“We live in virtual relationships,” Kaycee explained during a group discussion of The Intellectual Life[1]. Russ added, “We serve Facebook, rather than allowing Facebook to serve us.” “We only have so much time,” Katie rightly ascertained, “Only so much emotion to give. Can we continue far-flung relationships with those whom we no longer live?”
Sertillanges, author of The Intellectual Life, remarked on organizing one’s life
Avoid, even with these, the excessive familiarity which drags one down and away from one’s purpose; do not run after news that occupies the mind to no purpose; do not busy yourself with the sayings and doings of the world, that is with such as have no moral or intellectual bearing; avoid useless comings and goings which waste hours and fill the mind with wandering thoughts. (The Intellectual Life, 47).
The conversation continued in rapid fashion. Post-bachelor degree discussion parsed word choices and exegeted others’ comments, making sure of what they heard. But I was struck by my compatriots’ acknowledgement, the unstated need, for relationship in proximity. How much do we have need for longevity in a place to build physical, visible relations with others? How necessary is the day-in-day-out connection with folks who know us best, in all our moods, situations, interactions?
The intentional choice to live a long time in one place cements “the first association of the intellectual . . . with his fellows” (Sertillanges, 54). We think alone but we must think together. Mobile Americans, however, are not establishing roots in communities. As the Indianapolis Star reported,
While promotions or new, better-paying jobs typically mean new wealth, the increasingly rootless habits of Americans has come at a price, leading to declining participation in neighborhood organizations and local politics and frayed connections to the community at large. “The overall impetus in society is towards mobility, of searching for prosperity,” said Scott Russell Sanders, author of the book Staying Put: Making a Home in a Restless World. “(But) we are so enamored of mobility that we don’t recognize what is being lost in the process.”[2]
What is necessary is a place. Michael Pollan in his book A Place of My Own[3] declares that ground is “sacred” (51) that each of us looks for a “privileged place” (41) which is “invested with meaning” (39).
“Sacred places” began with “the heavens and the earth” (Genesis 1:1). Yahweh gave land to Israel (Genesis 12:1-3), “a land flowing with milk and honey” (Numbers 13:27), where boundary stones would secure “a place of my own” for Israelites (Deuteronomy 19:14; 27:1). In an early response to care of creation Heaven’s injunction included, “Are the trees of the field people that you should besiege them?” (Deuteronomy 20:19). One of Judah’s great kings Uzziah was said to have “loved the soil” (2 Chronicles 26:10). When God’s original intention is restored, ”every man will sit under his own fig tree” (Micah 4:4) culminating in “the New Heavens and Earth” (Revelation 21:1).

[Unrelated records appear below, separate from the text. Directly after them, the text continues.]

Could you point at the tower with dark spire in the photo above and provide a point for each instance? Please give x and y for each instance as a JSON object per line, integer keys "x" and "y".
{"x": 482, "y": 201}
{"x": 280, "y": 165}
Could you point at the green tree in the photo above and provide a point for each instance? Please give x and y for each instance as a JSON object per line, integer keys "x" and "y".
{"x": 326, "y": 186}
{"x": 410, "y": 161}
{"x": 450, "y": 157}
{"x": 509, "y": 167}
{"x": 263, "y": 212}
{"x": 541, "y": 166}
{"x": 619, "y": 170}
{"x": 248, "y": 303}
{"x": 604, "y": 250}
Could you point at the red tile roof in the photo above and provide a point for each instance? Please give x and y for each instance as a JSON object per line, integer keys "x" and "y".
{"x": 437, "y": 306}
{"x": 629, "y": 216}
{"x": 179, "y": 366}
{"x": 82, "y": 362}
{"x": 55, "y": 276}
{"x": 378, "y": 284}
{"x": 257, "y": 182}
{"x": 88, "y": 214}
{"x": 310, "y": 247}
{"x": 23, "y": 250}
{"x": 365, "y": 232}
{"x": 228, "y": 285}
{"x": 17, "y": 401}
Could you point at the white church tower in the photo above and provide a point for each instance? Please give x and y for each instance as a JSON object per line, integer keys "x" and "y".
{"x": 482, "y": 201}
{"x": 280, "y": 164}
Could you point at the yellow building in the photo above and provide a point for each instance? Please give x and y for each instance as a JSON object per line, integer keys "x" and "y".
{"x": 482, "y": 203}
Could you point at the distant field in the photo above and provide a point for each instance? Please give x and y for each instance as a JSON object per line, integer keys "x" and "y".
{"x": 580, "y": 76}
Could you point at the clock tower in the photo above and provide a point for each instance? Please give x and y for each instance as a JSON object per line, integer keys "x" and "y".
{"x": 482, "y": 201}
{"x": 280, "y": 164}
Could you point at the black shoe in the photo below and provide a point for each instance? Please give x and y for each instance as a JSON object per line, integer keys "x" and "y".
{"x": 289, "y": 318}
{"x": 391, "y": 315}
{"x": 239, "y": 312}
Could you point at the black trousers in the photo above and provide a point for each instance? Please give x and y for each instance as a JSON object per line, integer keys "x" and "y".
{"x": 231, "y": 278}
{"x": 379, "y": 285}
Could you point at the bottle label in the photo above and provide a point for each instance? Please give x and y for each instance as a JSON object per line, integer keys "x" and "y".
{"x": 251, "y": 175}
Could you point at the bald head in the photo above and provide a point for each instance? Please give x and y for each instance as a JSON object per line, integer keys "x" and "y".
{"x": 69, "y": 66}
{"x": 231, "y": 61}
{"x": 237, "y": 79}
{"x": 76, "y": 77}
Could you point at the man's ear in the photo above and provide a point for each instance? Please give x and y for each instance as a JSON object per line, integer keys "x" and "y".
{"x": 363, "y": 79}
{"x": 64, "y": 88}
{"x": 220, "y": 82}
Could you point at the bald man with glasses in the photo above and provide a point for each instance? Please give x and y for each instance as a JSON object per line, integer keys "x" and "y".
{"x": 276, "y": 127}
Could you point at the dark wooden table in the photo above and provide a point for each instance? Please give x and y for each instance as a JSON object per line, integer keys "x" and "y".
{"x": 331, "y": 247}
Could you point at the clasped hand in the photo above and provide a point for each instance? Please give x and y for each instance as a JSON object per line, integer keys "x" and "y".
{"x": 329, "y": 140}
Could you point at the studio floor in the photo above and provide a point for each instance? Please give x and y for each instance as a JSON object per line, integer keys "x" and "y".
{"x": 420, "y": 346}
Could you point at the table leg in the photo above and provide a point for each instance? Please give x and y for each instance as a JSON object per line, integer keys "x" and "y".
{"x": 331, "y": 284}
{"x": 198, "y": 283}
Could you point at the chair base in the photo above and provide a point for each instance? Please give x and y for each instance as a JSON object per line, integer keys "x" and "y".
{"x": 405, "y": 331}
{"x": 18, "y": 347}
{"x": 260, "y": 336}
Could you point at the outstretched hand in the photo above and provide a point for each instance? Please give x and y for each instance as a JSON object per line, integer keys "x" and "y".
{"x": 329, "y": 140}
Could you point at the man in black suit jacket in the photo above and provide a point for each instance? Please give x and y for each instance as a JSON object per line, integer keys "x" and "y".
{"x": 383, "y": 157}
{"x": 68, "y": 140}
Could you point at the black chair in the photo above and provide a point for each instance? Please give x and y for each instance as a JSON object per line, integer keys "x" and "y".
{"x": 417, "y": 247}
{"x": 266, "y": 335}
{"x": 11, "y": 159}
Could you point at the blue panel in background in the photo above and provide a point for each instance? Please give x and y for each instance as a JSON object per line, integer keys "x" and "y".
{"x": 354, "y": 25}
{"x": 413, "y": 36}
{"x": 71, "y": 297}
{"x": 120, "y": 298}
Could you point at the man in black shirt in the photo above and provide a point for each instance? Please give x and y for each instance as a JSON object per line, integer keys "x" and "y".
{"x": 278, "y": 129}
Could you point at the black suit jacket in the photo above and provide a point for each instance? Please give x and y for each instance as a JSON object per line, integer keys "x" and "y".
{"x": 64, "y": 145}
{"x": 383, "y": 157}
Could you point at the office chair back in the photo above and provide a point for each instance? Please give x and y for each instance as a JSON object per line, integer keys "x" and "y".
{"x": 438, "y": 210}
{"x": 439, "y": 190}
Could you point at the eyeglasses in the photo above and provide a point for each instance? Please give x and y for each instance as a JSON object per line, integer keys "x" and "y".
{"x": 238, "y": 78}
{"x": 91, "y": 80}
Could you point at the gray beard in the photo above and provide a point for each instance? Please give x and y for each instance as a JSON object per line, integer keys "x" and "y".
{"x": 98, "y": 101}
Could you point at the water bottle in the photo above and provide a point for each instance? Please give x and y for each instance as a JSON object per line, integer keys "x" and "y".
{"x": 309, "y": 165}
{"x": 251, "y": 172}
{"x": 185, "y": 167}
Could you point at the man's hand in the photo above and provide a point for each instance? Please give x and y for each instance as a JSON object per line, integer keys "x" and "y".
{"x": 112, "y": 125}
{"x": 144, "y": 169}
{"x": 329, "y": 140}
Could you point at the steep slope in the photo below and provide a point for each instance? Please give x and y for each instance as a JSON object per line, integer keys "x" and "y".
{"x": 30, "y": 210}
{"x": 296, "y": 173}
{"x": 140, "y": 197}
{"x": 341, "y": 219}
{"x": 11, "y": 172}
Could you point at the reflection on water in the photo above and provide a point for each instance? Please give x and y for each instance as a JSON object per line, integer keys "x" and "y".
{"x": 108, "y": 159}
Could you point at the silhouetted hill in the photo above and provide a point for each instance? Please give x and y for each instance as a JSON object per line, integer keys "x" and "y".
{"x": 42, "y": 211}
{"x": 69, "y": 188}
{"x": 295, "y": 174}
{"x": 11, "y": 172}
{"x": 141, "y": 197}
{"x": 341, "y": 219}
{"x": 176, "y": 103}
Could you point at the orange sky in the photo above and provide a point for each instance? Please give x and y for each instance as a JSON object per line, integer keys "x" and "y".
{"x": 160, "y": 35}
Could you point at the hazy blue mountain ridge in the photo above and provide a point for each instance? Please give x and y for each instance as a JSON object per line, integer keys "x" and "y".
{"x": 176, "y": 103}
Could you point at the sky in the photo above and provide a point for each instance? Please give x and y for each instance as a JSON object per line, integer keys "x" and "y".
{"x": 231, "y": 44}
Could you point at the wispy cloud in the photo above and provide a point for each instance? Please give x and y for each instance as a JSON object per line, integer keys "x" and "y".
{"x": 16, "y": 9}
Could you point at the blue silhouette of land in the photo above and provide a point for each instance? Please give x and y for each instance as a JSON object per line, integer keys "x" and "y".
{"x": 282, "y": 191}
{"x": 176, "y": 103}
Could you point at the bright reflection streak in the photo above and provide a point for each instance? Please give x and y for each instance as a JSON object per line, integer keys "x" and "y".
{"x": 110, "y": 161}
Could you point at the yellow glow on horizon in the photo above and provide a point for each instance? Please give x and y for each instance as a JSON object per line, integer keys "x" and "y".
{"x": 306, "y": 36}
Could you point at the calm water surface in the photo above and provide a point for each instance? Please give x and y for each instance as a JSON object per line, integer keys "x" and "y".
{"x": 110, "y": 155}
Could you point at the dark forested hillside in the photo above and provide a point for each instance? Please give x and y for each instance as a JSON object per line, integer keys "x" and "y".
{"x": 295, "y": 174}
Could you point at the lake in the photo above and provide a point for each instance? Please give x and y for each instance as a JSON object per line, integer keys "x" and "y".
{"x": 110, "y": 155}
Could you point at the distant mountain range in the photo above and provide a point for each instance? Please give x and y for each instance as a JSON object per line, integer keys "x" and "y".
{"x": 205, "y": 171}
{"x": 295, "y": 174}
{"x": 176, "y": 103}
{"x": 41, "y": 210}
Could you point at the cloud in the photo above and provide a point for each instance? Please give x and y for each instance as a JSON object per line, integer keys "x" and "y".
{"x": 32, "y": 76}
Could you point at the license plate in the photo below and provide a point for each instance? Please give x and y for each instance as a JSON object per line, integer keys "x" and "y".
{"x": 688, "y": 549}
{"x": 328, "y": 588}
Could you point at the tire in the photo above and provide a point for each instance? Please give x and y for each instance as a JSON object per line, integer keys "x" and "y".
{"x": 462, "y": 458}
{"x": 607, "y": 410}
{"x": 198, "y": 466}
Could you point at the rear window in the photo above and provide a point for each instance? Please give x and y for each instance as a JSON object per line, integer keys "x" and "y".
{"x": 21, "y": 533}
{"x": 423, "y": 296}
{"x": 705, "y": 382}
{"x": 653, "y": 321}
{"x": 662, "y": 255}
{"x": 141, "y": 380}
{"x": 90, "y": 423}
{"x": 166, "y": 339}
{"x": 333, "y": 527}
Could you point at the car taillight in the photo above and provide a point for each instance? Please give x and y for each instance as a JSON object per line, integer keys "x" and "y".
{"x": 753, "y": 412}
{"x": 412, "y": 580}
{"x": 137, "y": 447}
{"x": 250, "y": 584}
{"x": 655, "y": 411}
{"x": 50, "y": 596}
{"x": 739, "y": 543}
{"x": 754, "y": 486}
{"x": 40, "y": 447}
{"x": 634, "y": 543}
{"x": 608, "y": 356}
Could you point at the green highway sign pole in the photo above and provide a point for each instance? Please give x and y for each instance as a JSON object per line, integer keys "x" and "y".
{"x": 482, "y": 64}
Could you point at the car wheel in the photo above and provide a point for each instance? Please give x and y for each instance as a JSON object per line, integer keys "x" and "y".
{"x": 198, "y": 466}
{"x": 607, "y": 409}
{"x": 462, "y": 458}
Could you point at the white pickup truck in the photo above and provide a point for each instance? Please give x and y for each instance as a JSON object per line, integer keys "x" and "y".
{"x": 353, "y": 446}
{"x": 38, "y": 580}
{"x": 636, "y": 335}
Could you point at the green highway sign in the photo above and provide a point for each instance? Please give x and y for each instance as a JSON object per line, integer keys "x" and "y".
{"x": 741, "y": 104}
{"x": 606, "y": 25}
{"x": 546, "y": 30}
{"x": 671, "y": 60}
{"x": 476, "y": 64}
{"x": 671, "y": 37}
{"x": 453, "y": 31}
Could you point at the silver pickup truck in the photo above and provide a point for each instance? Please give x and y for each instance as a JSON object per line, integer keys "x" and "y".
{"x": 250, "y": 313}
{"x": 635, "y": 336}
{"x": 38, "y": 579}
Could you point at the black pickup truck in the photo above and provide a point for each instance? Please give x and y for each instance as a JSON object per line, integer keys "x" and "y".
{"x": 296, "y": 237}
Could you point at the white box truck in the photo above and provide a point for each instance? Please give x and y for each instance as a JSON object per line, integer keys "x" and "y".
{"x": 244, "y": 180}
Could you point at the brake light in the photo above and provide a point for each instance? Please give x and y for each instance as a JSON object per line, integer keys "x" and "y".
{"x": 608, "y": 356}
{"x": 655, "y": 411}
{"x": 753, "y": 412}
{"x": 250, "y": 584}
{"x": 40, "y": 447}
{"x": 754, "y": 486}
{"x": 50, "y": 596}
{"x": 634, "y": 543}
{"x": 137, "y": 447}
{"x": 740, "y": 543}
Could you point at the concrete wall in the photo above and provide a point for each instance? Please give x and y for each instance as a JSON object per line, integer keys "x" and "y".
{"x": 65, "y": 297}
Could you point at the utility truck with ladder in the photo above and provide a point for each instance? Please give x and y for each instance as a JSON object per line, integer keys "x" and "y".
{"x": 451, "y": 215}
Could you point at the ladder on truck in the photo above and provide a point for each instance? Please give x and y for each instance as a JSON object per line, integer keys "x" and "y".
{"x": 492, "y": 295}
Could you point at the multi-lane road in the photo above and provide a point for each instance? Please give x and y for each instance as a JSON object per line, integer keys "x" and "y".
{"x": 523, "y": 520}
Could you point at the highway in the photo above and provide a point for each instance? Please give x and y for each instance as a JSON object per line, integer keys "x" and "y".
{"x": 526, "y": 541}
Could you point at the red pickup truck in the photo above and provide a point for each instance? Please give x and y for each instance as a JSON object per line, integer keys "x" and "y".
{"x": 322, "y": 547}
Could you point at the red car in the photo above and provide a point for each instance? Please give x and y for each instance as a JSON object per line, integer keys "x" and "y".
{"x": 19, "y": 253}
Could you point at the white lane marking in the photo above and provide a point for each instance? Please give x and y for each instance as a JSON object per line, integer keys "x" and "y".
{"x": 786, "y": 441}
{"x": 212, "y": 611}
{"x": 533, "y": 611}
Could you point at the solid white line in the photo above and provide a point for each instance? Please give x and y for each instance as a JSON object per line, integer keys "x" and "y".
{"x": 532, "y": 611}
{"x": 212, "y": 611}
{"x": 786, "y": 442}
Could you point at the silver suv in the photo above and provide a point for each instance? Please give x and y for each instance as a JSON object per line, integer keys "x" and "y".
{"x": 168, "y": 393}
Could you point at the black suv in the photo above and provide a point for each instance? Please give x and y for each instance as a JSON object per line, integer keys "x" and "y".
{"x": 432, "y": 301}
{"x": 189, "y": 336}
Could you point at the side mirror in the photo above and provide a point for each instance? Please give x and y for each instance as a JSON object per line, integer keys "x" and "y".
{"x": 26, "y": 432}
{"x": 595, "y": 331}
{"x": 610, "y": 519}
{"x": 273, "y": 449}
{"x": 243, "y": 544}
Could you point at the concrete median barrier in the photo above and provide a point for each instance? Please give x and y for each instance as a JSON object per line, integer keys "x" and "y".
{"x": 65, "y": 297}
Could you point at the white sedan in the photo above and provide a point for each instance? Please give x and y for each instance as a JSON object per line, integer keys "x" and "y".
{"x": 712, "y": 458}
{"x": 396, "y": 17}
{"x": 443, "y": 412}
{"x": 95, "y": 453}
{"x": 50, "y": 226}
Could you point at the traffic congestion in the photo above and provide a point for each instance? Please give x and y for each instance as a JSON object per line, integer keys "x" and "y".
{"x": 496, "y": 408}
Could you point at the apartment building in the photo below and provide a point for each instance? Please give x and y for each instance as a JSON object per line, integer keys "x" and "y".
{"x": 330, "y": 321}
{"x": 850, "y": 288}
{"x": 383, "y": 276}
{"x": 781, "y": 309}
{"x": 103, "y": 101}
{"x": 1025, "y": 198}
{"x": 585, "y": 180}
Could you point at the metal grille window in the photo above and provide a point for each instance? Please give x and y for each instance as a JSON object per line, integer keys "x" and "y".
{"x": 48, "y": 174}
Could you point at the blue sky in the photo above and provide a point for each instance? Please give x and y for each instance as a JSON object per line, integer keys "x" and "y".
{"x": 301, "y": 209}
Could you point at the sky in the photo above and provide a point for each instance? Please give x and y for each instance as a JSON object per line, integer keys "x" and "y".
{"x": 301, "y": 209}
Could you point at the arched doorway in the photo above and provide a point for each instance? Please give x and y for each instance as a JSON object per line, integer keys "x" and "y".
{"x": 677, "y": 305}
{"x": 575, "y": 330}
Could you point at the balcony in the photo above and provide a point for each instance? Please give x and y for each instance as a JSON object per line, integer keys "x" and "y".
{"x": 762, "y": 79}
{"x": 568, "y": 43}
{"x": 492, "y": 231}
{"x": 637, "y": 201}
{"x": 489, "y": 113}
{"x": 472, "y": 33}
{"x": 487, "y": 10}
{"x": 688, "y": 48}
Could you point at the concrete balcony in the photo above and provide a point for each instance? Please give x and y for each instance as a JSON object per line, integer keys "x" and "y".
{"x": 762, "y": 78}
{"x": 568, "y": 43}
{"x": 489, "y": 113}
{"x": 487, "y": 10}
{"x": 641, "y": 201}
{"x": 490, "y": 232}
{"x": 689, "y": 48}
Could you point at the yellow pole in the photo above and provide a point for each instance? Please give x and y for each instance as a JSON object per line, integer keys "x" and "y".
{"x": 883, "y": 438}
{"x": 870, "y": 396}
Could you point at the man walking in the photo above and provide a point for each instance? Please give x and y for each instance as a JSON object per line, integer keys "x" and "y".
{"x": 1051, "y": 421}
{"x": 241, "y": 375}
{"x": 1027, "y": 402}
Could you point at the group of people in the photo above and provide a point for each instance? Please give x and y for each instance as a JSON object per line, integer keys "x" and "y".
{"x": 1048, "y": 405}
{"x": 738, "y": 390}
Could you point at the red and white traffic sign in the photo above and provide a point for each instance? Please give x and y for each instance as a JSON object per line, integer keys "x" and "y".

The groups’ concern about enjoying relationships in a place targets the world they know—virtual and “technological.” The necessity of “rootedness” continues to be necessary for us all, to have our place. From Genesis to Revelation, it seems God intention is not for mobility but for the consistent universal cry for a place to call our own.
Mark Eckel still maintains long distance relationships over Facebook but continues to see his friends in real time and space in Indianapolis or wherever his friends reside.
[1] A. G. Sertillanges, The Intellectual Life: Its Spirit, Conditions, Methods. Translated from the French by Mary Ryan. Forward by James V. Schall. Reprint, Catholic University of America Press, 1998.
[2] “Career-driven moves fray families’ sense of place,” Indianapolis Star 30 Oct 05.
[3] Michael Pollan, A Place of My Own: The Education of an Amateur Builder. Random House, 1997.